Selon Kim Bolan, les familles des victimes se sont heurtées à une double aliénation. Vue d'Ottawa, la tragédie d'Air India était une histoire indienne, mais aussi une histoire de la côte Ouest, loin, bien loin du coeur du pays.
Trop tard?
Quelques jours avant le déclenchement des élections, Ottawa a demandé à l'ancien premier ministre ontarien Bob Rae de diriger une enquête sur l'attentat d'Air India. La décision met une légère couche de baume sur le coeur des proches des victimes.
Mais le gouvernement libéral s'est-il dépêché d'annoncer l'enquête dans sa pluie de bonbons préélectoraux? Une analyste du Vancouver Sun, Barbara Yaffe, en est convaincue.
Les Indo-Pakistanais, dont une forte proportion vit dans Surrey, en banlieue de Vancouver, ont été très déçus par les 20 ans d'indifférence canadienne, dit-elle. Il y a dans Surrey deux ou trois circonscriptions très volatiles. Et Paul Martin a besoin de tous les votes. Chose certaine, l'enquête ne peut pas lui nuire...
Mais David Hayer, député de Surrey à la législature provinciale, ne croit pas que l'enquête influera sur le vote de ses électeurs. " L'attentat a été commis sous un gouvernement conservateur, le procès a eu lieu sous les libéraux, les gens dans ma communauté en veulent également aux deux partis ", dit-il.
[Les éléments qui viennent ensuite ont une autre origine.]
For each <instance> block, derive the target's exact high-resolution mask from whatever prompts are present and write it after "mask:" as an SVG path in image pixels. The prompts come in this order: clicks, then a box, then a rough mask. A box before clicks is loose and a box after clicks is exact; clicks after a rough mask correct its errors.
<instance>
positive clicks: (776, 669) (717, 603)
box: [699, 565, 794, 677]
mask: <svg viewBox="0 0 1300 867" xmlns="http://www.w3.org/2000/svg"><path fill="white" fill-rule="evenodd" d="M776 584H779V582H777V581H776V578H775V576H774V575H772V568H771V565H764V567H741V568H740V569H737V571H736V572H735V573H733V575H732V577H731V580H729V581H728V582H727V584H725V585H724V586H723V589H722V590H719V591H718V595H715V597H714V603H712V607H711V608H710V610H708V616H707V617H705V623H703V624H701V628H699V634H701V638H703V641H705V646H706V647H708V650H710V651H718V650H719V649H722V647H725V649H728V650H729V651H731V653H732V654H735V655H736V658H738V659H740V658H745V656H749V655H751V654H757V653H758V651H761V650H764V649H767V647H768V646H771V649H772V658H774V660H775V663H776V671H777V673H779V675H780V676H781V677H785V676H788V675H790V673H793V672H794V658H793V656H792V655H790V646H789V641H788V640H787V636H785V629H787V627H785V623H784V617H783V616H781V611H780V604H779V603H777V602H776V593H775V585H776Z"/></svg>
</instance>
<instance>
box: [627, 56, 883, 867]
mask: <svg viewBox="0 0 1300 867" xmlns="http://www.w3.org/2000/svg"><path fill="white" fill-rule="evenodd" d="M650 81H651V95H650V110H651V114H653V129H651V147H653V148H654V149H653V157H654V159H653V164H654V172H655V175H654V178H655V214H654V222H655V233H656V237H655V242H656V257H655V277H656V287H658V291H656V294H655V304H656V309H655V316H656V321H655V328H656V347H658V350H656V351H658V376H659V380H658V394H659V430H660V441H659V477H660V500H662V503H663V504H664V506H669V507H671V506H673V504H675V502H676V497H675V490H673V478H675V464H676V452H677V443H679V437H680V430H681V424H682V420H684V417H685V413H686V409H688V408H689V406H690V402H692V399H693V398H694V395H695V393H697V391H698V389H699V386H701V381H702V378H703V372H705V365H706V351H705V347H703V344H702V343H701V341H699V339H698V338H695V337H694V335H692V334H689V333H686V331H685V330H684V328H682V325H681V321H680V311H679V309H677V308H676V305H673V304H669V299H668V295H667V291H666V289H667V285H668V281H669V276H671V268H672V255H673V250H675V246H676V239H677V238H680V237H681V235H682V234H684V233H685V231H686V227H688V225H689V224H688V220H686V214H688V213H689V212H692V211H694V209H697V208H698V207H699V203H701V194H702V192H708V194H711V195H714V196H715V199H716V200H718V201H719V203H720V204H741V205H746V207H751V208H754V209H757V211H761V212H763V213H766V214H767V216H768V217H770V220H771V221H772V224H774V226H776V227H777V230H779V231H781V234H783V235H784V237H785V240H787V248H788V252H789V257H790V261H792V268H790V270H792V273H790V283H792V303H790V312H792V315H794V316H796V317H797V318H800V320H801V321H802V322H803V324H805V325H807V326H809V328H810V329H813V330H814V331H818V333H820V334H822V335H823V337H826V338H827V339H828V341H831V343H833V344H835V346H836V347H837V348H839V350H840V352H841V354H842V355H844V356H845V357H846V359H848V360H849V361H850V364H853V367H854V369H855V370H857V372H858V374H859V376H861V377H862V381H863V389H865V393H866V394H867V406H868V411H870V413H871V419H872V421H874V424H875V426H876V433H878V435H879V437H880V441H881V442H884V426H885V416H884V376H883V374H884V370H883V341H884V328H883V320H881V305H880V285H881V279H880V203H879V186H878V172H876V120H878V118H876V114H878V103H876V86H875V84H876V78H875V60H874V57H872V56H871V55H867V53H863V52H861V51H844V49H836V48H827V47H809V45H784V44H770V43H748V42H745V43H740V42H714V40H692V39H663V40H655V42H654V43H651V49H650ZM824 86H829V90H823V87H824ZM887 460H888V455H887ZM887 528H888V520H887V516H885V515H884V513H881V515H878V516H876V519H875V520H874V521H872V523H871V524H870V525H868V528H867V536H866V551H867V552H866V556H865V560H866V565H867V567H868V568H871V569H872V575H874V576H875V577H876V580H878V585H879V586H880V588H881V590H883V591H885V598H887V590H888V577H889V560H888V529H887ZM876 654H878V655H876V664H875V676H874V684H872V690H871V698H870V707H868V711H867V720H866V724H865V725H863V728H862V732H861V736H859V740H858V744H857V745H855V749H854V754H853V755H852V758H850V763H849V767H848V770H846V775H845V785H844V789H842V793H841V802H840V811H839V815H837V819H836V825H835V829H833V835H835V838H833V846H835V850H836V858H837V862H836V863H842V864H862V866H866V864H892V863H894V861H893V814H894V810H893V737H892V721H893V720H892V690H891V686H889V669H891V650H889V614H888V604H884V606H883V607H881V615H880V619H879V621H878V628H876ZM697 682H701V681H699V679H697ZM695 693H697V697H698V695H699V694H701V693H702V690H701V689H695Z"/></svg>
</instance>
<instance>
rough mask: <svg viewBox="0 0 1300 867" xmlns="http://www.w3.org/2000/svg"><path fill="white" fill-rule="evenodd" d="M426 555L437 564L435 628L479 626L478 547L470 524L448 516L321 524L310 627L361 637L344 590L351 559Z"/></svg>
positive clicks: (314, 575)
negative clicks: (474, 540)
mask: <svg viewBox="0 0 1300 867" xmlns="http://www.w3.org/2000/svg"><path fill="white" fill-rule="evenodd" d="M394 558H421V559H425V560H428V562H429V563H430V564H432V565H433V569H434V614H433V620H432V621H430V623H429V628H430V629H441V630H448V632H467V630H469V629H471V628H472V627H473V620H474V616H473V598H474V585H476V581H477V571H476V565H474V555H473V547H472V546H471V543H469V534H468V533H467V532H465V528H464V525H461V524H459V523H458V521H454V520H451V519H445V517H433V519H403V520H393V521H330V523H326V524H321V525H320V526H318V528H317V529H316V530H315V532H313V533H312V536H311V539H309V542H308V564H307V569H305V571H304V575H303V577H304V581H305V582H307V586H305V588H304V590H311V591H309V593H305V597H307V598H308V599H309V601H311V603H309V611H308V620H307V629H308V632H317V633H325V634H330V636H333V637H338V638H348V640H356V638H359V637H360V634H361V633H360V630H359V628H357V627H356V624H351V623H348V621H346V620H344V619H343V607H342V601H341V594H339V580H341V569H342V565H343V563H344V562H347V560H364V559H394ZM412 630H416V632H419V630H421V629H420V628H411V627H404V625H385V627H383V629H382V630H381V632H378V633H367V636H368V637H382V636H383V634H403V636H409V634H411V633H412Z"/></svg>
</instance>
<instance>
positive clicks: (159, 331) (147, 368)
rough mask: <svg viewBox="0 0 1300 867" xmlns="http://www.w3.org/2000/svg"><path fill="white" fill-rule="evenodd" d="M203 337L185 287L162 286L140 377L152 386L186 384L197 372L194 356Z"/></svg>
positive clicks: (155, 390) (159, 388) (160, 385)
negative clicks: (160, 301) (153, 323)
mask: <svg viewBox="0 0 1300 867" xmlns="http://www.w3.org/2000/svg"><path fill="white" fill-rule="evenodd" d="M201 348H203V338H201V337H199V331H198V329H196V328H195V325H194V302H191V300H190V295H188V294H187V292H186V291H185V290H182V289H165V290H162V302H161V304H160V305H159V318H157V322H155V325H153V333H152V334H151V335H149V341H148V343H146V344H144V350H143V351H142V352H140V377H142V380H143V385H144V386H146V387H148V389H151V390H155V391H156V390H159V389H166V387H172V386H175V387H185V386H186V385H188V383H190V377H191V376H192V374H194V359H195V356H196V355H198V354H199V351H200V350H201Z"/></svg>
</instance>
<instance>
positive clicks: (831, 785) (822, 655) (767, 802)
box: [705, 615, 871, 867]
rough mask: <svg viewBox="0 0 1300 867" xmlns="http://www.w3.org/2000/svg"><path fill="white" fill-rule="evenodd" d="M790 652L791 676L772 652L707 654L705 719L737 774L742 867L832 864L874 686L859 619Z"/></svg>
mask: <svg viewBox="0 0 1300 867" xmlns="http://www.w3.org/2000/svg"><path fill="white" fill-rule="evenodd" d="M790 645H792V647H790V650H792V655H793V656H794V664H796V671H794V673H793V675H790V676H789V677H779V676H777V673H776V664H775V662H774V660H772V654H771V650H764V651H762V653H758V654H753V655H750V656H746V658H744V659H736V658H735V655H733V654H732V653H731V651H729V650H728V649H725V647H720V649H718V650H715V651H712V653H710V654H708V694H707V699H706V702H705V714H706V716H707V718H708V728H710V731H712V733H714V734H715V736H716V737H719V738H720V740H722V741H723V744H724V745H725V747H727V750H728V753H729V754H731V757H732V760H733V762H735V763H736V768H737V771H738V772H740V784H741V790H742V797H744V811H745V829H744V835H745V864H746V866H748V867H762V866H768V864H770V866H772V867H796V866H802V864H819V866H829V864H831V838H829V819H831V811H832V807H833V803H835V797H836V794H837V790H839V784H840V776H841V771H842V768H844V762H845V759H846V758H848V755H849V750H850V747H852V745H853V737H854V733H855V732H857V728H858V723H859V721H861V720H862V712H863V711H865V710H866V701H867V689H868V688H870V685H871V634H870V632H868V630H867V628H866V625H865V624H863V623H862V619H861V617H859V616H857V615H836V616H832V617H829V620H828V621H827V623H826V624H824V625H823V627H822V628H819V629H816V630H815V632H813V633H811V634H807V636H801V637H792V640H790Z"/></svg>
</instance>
M. Hayerest concerné personnellement par cette tragédie puisque son père, Tara Hayer, éditeur d'un journal communautaire à Vancouver, a été assassiné en 1998, après avoir accepté de témoigner pour la Couronne. Son meurtrier court toujours...
Perviz Madon, quant à elle, est perplexe. Comment se fait-il que tous les leaders politiques aient accouru, cette année, à la commémoration de l'attentat en Irlande alors que pas un seul ne s'y est pointé pendant les 19 années précédentes? Parce qu'il y avait des élections dans l'air?
Et puis elle ne se fait pas d'illusions. Enquête ou pas, l'attentat qui a tué son mari et brisé sa vie restera impuni. Pour elle, l'attentat d'Air India, c'est l'histoire d'un échec: celui du système judiciaire du pays où elle a choisi de vivre.